SoftBank announced new plans on April 10, 2026. It also said old plans including Paytoku, Merihari Unlimited+, and Mini Fit Plan+ will stop accepting new applications on June 1, 2026.

That means a guide written even a few months earlier can already be out of date.

Y!mobile has a scheduled price revision

Y!mobile’s plan page says Simple 3 pricing changes from June 2, 2026. If you are comparing in spring 2026, check whether you are seeing pre-revision or post-revision pricing.

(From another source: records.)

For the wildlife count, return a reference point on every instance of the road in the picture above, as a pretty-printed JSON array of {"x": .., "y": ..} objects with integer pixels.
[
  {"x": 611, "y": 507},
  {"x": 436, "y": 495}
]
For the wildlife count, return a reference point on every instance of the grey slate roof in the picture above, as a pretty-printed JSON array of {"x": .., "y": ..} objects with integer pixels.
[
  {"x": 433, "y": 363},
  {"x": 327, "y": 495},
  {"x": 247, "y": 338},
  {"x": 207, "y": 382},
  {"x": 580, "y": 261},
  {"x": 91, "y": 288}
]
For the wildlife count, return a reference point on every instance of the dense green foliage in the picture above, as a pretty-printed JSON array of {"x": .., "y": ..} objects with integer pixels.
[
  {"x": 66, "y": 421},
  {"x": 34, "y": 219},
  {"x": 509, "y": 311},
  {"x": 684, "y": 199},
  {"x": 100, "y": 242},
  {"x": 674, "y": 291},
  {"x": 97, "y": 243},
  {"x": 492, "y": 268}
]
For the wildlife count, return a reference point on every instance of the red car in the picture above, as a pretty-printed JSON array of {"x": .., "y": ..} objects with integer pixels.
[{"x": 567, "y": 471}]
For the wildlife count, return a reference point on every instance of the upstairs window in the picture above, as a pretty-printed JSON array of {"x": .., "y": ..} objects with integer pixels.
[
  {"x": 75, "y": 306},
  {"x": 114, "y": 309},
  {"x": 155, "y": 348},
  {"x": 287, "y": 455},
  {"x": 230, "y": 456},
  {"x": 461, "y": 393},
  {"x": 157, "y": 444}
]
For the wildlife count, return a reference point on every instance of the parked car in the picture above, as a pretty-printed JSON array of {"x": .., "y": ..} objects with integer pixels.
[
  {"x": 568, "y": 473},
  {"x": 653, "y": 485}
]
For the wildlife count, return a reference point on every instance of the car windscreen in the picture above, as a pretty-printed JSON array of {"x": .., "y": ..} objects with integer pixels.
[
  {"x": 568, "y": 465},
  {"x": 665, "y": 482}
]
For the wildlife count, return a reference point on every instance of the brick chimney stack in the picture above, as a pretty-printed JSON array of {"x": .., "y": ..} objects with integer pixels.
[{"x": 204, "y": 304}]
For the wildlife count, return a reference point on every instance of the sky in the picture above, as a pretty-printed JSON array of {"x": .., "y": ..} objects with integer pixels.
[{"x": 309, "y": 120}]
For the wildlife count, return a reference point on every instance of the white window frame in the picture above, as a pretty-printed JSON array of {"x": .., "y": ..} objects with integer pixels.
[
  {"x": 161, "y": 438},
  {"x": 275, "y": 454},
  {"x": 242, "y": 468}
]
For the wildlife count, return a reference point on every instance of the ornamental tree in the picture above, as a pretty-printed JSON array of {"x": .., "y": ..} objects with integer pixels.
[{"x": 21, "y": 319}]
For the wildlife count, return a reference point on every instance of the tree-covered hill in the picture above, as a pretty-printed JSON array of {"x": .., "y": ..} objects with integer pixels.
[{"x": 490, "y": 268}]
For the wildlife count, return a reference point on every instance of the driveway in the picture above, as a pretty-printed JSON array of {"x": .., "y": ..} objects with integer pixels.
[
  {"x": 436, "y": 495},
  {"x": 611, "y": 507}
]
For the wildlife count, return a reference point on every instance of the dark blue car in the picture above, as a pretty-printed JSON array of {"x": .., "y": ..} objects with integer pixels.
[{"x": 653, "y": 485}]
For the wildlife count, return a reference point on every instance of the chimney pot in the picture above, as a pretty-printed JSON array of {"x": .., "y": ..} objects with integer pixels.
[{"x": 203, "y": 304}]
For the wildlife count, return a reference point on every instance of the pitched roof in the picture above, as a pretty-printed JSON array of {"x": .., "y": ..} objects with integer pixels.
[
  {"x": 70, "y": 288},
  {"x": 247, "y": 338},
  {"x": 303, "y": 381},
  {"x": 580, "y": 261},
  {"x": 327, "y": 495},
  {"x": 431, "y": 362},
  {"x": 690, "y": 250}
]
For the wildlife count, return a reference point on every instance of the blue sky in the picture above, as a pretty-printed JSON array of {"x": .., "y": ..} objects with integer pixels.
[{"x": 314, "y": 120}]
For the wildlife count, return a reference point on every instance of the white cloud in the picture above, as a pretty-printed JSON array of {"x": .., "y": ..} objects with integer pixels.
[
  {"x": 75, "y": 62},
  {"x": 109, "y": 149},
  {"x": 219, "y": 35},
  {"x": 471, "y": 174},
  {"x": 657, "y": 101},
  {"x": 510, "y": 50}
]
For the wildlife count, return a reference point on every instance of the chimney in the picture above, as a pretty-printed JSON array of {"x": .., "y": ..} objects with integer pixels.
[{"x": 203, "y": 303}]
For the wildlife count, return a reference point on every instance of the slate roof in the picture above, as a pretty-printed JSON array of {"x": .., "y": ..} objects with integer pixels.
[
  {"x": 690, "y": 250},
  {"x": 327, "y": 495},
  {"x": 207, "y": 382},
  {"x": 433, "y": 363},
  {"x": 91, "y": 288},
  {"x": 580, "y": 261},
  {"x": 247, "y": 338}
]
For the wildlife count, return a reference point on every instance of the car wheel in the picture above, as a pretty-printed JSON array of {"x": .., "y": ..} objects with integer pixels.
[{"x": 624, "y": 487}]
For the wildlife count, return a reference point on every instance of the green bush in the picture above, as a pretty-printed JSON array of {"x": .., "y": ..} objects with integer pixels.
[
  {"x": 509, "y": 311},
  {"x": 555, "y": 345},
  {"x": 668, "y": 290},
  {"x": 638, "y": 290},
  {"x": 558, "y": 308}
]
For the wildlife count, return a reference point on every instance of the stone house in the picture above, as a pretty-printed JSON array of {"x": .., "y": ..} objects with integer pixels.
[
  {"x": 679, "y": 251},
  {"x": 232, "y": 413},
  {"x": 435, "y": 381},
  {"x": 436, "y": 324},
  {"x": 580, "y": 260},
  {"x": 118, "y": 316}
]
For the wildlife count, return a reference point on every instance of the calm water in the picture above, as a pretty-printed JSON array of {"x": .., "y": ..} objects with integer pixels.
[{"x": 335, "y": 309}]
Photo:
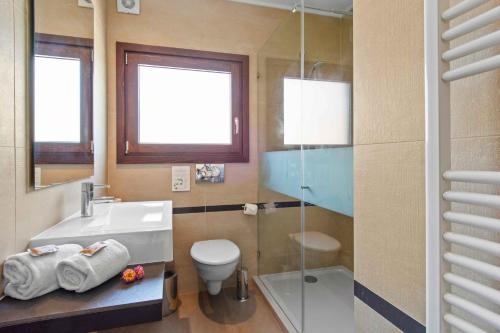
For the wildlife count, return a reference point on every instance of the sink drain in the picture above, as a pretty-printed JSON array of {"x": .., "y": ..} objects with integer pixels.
[{"x": 310, "y": 279}]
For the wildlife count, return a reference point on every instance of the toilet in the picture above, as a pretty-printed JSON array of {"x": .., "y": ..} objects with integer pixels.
[{"x": 215, "y": 261}]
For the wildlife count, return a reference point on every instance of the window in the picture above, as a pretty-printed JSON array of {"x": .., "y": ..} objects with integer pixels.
[
  {"x": 62, "y": 110},
  {"x": 176, "y": 105},
  {"x": 317, "y": 112}
]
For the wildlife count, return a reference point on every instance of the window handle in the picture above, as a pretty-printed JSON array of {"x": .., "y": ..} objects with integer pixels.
[{"x": 236, "y": 125}]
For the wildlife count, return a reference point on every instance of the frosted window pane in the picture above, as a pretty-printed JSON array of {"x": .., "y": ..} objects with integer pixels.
[
  {"x": 182, "y": 106},
  {"x": 57, "y": 99},
  {"x": 317, "y": 112}
]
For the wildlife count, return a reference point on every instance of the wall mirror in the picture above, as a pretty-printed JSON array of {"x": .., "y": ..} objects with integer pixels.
[{"x": 61, "y": 132}]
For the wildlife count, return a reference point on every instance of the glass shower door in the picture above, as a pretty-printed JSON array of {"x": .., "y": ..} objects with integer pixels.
[
  {"x": 279, "y": 219},
  {"x": 327, "y": 165}
]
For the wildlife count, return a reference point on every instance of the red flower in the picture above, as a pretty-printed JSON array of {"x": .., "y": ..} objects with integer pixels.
[
  {"x": 128, "y": 275},
  {"x": 139, "y": 272}
]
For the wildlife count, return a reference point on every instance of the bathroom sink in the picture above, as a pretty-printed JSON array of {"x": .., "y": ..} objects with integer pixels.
[{"x": 145, "y": 228}]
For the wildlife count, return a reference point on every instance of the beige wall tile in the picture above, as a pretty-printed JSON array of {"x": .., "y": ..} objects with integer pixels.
[
  {"x": 20, "y": 111},
  {"x": 475, "y": 101},
  {"x": 7, "y": 70},
  {"x": 389, "y": 230},
  {"x": 388, "y": 71},
  {"x": 369, "y": 321},
  {"x": 7, "y": 202}
]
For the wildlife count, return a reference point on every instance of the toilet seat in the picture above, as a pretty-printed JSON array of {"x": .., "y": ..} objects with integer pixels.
[{"x": 215, "y": 252}]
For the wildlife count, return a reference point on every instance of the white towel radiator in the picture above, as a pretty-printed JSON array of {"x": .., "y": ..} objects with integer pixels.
[{"x": 439, "y": 177}]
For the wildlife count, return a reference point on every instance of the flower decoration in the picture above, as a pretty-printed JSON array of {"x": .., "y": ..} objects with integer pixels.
[
  {"x": 128, "y": 275},
  {"x": 139, "y": 272}
]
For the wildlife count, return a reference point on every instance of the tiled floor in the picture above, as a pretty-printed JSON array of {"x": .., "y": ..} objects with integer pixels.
[{"x": 199, "y": 313}]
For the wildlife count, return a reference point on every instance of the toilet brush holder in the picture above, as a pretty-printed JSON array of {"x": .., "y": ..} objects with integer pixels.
[{"x": 242, "y": 284}]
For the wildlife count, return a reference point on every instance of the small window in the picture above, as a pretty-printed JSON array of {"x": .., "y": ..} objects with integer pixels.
[
  {"x": 176, "y": 105},
  {"x": 317, "y": 112},
  {"x": 62, "y": 94}
]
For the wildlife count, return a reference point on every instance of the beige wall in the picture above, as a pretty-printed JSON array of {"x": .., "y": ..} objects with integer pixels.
[
  {"x": 23, "y": 213},
  {"x": 389, "y": 193},
  {"x": 52, "y": 17},
  {"x": 211, "y": 25}
]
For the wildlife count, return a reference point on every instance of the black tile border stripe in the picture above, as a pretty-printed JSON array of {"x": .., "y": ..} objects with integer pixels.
[
  {"x": 397, "y": 317},
  {"x": 233, "y": 207}
]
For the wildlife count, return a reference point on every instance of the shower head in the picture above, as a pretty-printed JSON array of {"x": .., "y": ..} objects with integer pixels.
[{"x": 316, "y": 64}]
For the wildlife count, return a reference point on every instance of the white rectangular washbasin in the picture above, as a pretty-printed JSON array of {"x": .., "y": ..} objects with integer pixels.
[{"x": 145, "y": 228}]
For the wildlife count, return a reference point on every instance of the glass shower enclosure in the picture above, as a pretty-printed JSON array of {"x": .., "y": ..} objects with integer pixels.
[{"x": 305, "y": 227}]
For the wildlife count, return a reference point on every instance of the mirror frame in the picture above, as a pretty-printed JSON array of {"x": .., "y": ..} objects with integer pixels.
[{"x": 30, "y": 103}]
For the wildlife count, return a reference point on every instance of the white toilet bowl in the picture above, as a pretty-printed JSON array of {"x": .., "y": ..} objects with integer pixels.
[{"x": 215, "y": 261}]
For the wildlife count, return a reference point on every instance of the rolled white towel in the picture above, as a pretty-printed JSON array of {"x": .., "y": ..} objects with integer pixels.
[
  {"x": 28, "y": 277},
  {"x": 81, "y": 273}
]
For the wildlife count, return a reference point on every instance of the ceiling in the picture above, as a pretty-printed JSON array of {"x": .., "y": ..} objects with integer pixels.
[{"x": 313, "y": 6}]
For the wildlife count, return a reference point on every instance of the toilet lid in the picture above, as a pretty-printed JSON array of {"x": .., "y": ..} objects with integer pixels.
[
  {"x": 215, "y": 252},
  {"x": 318, "y": 241}
]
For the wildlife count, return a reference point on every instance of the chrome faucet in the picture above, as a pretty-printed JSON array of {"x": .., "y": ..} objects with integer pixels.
[{"x": 88, "y": 199}]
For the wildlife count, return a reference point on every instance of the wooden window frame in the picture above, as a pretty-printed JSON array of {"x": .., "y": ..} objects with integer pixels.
[
  {"x": 68, "y": 153},
  {"x": 130, "y": 151}
]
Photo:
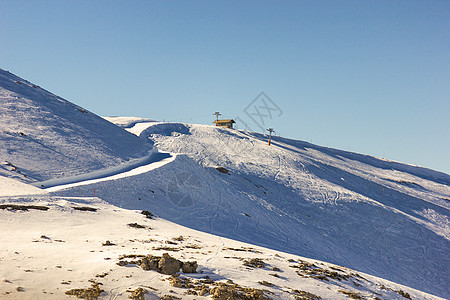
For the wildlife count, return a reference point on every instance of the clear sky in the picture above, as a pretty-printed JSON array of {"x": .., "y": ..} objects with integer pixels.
[{"x": 367, "y": 76}]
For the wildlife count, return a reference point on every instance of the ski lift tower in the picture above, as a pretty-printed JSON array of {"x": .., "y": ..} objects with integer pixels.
[{"x": 270, "y": 130}]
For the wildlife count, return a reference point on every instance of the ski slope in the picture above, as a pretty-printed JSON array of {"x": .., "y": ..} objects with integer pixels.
[
  {"x": 43, "y": 136},
  {"x": 225, "y": 188},
  {"x": 384, "y": 218},
  {"x": 45, "y": 253}
]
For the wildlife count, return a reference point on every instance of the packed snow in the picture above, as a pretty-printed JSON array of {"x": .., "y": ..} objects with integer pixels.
[
  {"x": 43, "y": 136},
  {"x": 315, "y": 220},
  {"x": 78, "y": 242}
]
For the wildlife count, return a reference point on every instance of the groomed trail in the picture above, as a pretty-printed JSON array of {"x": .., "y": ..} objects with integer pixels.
[
  {"x": 384, "y": 218},
  {"x": 135, "y": 167}
]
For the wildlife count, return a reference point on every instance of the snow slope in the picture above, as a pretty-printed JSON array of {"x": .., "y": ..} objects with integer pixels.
[
  {"x": 11, "y": 187},
  {"x": 380, "y": 217},
  {"x": 43, "y": 136},
  {"x": 44, "y": 253}
]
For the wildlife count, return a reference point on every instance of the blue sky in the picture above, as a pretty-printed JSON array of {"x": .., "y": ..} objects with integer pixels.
[{"x": 366, "y": 76}]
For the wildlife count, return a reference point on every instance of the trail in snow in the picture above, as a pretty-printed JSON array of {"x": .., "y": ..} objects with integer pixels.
[{"x": 136, "y": 167}]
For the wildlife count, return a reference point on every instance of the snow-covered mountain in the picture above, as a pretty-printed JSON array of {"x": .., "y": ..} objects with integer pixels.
[
  {"x": 43, "y": 136},
  {"x": 298, "y": 207}
]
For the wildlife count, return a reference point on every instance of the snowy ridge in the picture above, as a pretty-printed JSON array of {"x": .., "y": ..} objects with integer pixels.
[
  {"x": 43, "y": 136},
  {"x": 331, "y": 223}
]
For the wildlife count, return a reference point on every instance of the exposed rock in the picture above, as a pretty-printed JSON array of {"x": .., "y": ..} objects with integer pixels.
[
  {"x": 255, "y": 263},
  {"x": 150, "y": 263},
  {"x": 138, "y": 294},
  {"x": 169, "y": 265},
  {"x": 190, "y": 267}
]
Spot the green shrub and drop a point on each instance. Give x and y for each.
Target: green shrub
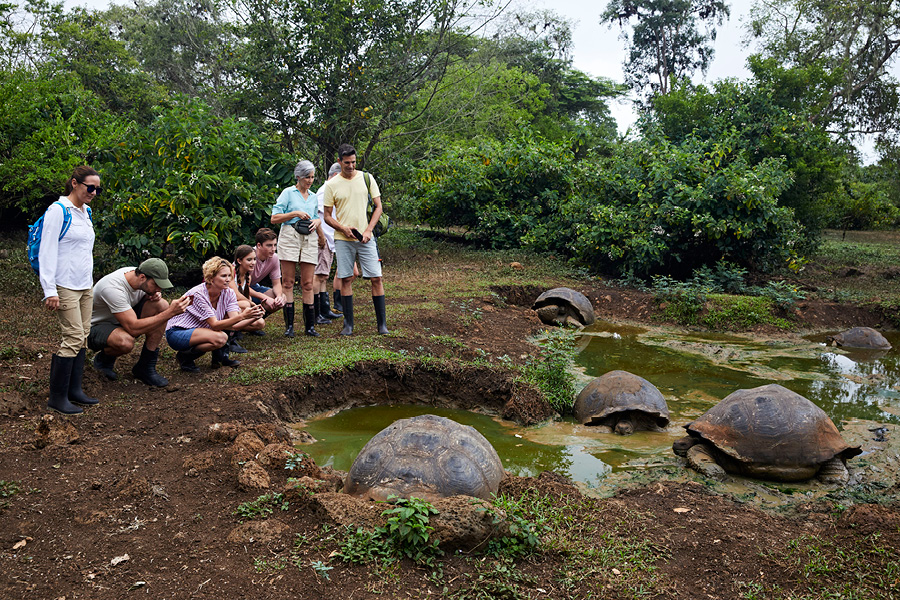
(662, 208)
(189, 185)
(262, 507)
(551, 370)
(49, 124)
(408, 531)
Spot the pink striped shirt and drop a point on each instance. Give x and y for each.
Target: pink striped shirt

Docomo already reshaped its lineup in 2025

Docomo launched Docomo MAX and Docomo mini on June 5, 2025, while older plans such as eximo and irumo stopped taking new applications on June 4, 2025. If you see old comparison articles still centered on eximo vs irumo, they are outdated for new sign-ups.

Final recommendation

For most foreign residents in Japan, the cleanest decision looks like this:

  • Pick Docomo or au if you want the safest long-term main line
  • Pick ahamo if you want the best simple middle ground
  • Pick UQ mobile or Y!mobile if you want lower cost without going fully bare-bones
  • Pick mineo or IIJmio if your main goal is to cut monthly cost and you are comfortable with online setup
  • Pick SoftBank mainly when you know you will use its PayPay-centered benefits

If you are still unsure, do one practical check before signing anything: compare the real price you can get without family discounts and without bundled home internet. That single step usually narrows the field faster than any carrier ad.